Em primeiro lugar, quando analisado o quadro histórico brasileiro à cerca da crise atualmente vivida, percebe-se que a partir de 2014, ano em que o Brasil sediou a Copa do Mundo, houve um aumento no número de desempregados, havendo, segundo dados do IBGE, um contínuo crescimento de tal grupo, sendo cerca de 6 milhões destes no início da crise e o dobro, 12 milhões, em 2018. Nesse ínterim, frente as dificuldades impostas pelo momento vivido, a população se viu obrigada a criar seu próprio emprego sem carteira assinada.
Destarte, trabalhadores informais, apesar de possuírem uma alta facilidade em flexibilizar seus horários de trabalho, sofrem com a falta de direitos básicos que o subemprego não oferece por não estar dentro das normas da CLT (Consolidação das Leis do Trabalho), como, por exemplo, férias, vale-refeição e transporte. Por certo, a isenção de responsabilidades pode levar, amiúde, a acontecimentos graves, como aconteceu em 2019, com um motorista da empresa Rappi, que sofreu um acidente vascular cerebral ao ter seu pedido de socorro ignorado pela companhia, esta que alegou não possuir obrigações com o indivíduo pela relação de trabalho informal.

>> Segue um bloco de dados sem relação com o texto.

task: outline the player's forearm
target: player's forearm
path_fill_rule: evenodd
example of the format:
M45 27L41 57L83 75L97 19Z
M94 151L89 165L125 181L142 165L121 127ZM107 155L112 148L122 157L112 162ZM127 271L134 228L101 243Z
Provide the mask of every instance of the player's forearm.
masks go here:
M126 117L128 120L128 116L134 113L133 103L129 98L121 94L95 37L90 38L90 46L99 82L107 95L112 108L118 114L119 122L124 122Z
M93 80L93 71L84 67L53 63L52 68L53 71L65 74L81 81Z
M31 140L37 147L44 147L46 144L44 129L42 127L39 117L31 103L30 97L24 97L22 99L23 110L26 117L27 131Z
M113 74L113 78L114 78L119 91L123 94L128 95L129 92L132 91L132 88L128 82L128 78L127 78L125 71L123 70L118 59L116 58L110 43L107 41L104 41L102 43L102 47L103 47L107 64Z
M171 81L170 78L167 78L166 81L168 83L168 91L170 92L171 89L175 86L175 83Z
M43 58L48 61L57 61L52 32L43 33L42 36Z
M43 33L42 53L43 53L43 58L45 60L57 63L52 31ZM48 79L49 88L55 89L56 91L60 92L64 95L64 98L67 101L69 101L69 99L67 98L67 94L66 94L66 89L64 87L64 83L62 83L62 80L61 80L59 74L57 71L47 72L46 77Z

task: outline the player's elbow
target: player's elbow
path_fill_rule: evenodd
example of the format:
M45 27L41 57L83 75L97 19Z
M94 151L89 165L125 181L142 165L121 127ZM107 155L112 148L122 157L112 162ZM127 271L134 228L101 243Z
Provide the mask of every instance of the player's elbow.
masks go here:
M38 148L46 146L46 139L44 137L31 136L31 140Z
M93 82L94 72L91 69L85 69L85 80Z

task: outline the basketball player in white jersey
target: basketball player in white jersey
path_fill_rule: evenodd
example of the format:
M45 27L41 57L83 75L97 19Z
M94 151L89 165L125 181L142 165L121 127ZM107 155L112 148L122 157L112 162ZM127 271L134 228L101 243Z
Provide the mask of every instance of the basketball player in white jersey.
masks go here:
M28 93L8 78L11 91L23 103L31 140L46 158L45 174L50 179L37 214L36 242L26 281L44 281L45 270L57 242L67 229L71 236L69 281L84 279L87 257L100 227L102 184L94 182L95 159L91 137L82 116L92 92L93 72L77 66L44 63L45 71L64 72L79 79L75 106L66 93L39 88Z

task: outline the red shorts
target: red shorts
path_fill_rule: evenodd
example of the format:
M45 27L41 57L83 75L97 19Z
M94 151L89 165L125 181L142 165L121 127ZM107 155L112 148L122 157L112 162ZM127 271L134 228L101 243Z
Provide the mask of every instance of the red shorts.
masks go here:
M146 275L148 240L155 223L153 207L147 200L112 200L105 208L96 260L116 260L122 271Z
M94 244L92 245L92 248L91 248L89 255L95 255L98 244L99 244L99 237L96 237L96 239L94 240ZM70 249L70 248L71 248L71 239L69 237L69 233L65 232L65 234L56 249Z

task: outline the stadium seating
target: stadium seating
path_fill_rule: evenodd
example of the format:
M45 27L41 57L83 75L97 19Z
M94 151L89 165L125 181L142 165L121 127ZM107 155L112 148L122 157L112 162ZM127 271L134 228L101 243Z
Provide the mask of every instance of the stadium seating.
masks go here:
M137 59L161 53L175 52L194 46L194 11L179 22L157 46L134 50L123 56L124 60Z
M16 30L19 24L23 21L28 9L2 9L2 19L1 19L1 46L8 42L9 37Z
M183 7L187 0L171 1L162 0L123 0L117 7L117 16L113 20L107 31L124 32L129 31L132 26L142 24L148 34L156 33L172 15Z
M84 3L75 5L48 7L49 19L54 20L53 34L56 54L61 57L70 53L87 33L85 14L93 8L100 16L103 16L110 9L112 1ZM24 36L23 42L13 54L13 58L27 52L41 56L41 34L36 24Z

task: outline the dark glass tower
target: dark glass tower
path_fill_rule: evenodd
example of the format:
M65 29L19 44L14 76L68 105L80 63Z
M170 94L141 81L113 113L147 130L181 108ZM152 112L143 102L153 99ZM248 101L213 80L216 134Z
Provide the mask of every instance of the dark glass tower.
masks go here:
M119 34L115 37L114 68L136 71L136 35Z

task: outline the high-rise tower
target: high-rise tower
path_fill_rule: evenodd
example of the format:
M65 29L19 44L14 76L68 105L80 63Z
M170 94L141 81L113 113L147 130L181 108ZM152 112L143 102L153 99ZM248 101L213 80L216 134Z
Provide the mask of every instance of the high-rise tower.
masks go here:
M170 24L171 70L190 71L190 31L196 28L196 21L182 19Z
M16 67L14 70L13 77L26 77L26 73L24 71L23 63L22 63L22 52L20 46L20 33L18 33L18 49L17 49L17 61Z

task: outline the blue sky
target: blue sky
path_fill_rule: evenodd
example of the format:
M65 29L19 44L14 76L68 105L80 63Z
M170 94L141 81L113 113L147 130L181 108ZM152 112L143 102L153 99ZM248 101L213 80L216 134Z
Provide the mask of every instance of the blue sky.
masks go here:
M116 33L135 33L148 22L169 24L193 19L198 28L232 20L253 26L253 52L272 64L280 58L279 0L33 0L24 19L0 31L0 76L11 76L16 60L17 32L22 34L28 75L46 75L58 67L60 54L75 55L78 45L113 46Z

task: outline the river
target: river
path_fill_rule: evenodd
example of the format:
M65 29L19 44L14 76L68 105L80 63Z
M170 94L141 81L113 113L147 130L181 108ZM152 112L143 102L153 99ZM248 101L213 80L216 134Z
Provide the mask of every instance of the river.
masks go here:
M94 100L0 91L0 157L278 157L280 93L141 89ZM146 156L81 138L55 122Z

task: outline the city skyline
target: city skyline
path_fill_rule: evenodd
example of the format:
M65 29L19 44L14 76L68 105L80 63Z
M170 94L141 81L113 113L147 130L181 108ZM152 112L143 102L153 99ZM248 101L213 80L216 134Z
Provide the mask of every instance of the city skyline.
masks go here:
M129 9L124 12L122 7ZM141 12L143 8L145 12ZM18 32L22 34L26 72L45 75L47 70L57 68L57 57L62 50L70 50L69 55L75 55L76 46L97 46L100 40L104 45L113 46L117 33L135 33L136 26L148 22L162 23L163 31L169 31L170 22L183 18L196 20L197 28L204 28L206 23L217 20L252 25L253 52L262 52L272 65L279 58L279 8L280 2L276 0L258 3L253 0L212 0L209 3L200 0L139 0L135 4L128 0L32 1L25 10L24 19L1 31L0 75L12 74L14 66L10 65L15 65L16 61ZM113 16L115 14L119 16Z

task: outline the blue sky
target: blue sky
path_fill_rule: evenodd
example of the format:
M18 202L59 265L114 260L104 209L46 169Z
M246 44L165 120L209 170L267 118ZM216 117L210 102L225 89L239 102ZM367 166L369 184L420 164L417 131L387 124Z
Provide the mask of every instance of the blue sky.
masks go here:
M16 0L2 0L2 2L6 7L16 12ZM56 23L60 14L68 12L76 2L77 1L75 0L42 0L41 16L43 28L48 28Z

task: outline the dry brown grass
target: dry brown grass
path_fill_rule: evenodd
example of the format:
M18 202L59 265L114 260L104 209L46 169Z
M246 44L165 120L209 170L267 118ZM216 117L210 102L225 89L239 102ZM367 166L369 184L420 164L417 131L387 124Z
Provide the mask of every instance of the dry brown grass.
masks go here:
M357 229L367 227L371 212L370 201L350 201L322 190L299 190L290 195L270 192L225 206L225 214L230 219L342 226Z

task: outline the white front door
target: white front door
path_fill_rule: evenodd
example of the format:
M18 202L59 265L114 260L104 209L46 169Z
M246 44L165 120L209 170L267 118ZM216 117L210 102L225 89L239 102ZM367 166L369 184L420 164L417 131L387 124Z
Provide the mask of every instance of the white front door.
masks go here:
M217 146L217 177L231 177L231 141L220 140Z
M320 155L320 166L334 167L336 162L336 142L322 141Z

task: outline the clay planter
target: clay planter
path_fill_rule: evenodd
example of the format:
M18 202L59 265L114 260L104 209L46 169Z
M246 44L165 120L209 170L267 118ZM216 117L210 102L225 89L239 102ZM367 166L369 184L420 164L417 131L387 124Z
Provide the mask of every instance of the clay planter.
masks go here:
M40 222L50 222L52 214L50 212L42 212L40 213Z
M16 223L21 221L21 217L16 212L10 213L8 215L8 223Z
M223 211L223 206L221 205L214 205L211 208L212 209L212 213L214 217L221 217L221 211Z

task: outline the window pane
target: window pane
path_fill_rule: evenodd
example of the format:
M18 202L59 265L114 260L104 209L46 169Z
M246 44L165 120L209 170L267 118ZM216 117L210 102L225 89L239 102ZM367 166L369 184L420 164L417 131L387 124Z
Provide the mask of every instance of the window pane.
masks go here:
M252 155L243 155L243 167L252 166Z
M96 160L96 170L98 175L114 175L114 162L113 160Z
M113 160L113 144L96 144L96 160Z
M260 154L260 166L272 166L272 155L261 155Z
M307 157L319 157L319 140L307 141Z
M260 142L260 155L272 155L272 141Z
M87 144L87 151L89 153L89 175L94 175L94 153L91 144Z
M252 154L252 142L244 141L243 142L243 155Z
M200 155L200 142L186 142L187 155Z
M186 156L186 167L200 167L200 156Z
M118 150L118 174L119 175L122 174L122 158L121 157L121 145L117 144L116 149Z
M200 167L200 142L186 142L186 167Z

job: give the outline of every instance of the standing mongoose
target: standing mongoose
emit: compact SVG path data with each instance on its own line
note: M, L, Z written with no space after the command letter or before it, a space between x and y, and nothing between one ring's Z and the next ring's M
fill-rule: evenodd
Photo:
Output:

Depreende-se então que mudanças são necessárias para a substituição do quadro atual. O Ministério do Trabalho deve diminuir a dificuldade de concessão de crédito, assim como a complexidade da carga tributária para que empregadores informais tenham a facilidade de tornarem suas companhias formais, havendo, dessa forma, a geração de empregos que alcancem indivíduos antes submersos nas dificuldades do subemprego.